Recent Advancements in Herbal Formulations For PCOD

Vitex agnus-castus (Chasteberry)

Vitex agnus-castus, commonly known as chasteberry or monk's pepper, is one of the most extensively studied herbs for female reproductive disorders. Its active constituents include iridoid glycosides (agnuside, aucubin), flavonoids (casticin, vitexin), and diterpenes. The herb exerts dopaminergic activity by binding to D2 receptors in the pituitary, thereby reducing prolactin secretion and normalizing LH/FSH ratios [13]. A randomized controlled trial by Arentz et al. (2017) demonstrated significant improvements in menstrual regularity, anti-Mullerian hormone (AMH) levels, and psychological wellbeing in PCOD patients receiving standardized Vitex extract [14]. Recent nanoparticle-encapsulated Vitex formulations have shown enhanced intestinal absorption and prolonged therapeutic effects in murine PCOD models [15].

Cinnamon (Cinnamomum zeylanicum)

Cinnamomum zeylanicum (true cinnamon) and C. cassia have demonstrated significant insulin-sensitizing properties attributed to their polyphenolic content, particularly cinnamaldehyde, cinnamic acid, and type-A procyanidins.
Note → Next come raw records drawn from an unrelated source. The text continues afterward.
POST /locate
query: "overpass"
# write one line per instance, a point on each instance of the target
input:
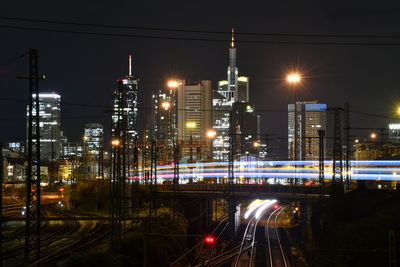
(244, 191)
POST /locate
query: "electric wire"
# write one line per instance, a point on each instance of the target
(128, 27)
(163, 37)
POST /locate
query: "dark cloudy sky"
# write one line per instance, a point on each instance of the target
(84, 68)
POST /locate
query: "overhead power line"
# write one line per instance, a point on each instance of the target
(108, 108)
(128, 27)
(163, 37)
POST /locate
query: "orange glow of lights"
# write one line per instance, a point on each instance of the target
(173, 84)
(165, 105)
(211, 133)
(293, 78)
(115, 142)
(209, 240)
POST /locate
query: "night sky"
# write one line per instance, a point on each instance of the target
(84, 68)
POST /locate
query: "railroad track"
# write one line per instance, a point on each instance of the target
(50, 234)
(275, 256)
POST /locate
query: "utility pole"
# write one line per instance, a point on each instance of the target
(1, 204)
(337, 172)
(33, 212)
(347, 133)
(321, 134)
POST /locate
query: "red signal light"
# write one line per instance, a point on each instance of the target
(209, 240)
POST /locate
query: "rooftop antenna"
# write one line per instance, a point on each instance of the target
(130, 65)
(233, 38)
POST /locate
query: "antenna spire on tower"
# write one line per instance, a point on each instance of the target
(130, 65)
(233, 38)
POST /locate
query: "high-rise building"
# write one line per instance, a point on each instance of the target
(234, 89)
(49, 124)
(394, 132)
(126, 94)
(194, 117)
(304, 121)
(245, 129)
(72, 150)
(162, 121)
(93, 138)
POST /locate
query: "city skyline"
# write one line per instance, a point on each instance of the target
(199, 133)
(330, 70)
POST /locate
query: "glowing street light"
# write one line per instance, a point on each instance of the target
(191, 124)
(173, 84)
(293, 78)
(165, 105)
(115, 142)
(211, 133)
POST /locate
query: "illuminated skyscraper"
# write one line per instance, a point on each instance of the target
(163, 129)
(194, 115)
(49, 124)
(127, 92)
(234, 89)
(245, 129)
(303, 125)
(93, 137)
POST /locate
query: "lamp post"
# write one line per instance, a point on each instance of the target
(173, 86)
(211, 135)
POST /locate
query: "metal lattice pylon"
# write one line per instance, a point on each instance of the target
(33, 212)
(321, 135)
(337, 174)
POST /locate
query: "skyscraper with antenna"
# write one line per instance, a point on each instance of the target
(234, 89)
(127, 91)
These compounds activate GLUT-4 translocation, enhance insulin receptor signaling, and inhibit protein tyrosine phosphatase 1B (PTP1B), thereby improving peripheral glucose uptake [16]. A systematic review and meta-analysis by Hajimonfarednejad et al. (2021) confirmed that cinnamon supplementation significantly reduced fasting blood glucose, HOMA-IR, LH, testosterone, and lipid parameters in women with PCOS [17]. Nanostructured lipid carriers (NLC) containing cinnamon oil have been developed with improved stability and anti-inflammatory efficacy compared to conventional formulations [18].
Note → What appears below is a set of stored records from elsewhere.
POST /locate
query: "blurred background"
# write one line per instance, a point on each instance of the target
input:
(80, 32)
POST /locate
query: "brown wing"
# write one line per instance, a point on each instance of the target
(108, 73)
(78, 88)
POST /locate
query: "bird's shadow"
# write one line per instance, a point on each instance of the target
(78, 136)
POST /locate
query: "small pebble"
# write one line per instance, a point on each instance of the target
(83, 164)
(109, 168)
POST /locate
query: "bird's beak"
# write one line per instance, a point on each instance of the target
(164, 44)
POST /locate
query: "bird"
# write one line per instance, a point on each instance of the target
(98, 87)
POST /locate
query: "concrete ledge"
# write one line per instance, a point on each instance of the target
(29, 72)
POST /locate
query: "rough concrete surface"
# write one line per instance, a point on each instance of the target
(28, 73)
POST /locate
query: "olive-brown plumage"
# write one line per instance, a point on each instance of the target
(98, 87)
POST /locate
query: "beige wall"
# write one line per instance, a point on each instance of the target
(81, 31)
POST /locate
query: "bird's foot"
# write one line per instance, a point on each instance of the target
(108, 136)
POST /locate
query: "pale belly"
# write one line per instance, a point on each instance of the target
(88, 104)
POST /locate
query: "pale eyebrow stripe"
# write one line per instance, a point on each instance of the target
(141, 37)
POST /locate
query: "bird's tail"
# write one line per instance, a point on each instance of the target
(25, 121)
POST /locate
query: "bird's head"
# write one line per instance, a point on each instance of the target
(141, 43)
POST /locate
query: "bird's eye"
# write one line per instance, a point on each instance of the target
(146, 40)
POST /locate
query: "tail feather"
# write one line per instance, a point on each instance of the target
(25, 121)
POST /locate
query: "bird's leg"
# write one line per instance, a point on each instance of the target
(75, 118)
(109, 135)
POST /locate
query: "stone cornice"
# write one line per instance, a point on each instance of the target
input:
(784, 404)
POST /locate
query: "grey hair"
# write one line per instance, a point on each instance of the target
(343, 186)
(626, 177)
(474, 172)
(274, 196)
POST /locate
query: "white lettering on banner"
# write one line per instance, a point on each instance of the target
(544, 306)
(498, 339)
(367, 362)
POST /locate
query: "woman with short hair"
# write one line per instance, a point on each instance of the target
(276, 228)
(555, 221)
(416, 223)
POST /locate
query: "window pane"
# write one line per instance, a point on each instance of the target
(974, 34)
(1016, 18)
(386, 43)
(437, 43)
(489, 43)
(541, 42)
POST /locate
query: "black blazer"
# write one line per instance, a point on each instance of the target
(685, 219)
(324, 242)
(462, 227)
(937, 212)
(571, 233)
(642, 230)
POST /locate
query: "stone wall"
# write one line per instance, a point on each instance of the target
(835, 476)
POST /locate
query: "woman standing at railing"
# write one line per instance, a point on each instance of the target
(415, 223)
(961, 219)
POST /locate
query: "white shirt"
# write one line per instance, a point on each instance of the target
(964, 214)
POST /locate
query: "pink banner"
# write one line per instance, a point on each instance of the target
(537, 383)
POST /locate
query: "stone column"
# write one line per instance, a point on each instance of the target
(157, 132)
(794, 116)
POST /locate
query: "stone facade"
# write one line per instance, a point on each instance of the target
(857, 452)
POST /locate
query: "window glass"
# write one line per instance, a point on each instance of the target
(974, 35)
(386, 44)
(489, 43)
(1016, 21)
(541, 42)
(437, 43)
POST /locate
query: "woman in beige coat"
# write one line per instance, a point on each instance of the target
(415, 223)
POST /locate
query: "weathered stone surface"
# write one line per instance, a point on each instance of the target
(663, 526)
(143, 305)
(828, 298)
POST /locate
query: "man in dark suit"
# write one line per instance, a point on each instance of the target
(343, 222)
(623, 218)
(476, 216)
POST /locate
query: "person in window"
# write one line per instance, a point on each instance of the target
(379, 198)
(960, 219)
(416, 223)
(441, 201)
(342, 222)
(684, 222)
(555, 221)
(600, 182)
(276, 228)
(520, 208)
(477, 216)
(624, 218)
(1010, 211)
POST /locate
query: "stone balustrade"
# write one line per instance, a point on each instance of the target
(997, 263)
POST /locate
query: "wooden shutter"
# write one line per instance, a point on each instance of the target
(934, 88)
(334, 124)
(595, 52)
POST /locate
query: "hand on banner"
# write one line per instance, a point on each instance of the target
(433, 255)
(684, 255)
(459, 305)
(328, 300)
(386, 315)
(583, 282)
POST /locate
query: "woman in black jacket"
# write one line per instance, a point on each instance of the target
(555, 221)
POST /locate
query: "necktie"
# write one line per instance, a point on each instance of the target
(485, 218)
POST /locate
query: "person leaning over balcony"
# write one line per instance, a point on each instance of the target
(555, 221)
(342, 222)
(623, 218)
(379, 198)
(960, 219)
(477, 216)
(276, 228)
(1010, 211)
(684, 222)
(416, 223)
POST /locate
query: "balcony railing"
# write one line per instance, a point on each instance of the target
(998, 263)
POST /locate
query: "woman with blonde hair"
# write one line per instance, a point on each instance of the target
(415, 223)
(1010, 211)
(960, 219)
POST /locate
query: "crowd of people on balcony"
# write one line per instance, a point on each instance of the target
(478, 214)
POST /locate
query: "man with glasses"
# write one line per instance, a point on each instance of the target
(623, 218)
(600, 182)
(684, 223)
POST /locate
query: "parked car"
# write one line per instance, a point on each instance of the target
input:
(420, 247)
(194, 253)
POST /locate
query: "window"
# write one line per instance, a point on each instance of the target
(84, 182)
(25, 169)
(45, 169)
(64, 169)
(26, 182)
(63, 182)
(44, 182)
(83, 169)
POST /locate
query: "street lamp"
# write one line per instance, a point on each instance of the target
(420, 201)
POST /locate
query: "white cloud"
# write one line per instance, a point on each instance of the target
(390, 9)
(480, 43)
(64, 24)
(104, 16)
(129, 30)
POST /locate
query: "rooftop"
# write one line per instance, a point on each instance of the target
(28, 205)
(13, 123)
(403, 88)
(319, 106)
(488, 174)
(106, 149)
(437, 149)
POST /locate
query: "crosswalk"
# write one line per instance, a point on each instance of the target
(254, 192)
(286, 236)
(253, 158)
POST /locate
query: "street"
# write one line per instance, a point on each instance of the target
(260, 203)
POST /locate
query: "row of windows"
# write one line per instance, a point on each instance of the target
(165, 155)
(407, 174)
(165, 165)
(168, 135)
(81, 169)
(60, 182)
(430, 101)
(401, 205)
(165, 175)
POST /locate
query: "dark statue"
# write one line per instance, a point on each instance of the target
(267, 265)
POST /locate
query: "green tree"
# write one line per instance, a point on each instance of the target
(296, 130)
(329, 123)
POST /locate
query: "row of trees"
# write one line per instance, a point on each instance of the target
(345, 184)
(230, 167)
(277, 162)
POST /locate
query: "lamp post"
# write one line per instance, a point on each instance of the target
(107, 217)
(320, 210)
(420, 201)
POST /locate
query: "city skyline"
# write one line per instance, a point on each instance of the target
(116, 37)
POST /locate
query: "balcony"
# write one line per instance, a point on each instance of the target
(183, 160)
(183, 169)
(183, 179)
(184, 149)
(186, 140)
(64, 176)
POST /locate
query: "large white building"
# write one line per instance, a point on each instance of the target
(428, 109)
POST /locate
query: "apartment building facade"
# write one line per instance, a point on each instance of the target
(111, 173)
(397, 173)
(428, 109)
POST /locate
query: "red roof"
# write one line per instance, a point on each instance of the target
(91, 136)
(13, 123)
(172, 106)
Fenugreek (Trigonella foenum-graecum)

Trigonella foenum-graecum (fenugreek) seeds contain steroidal saponins (diosgenin, tigogenin), flavonoids, and the amino acid 4-hydroxyisoleucine, which stimulates insulin secretion in a glucose-dependent manner. Diosgenin, structurally similar to progesterone, has demonstrated anti-androgenic and ovarian-protective effects in letrozole-induced PCOD rat models [19]. A clinical study by Neelakantan et al. (2022) reported that a proprietary fenugreek extract (Furocyst) significantly reduced the number and size of ovarian cysts, restored menstrual regularity, and improved hormonal parameters in PCOD patients after 90 days of supplementation [20]. Phytosomes of fenugreek have shown superior bioavailability and pharmacodynamic efficacy compared to crude extracts [21].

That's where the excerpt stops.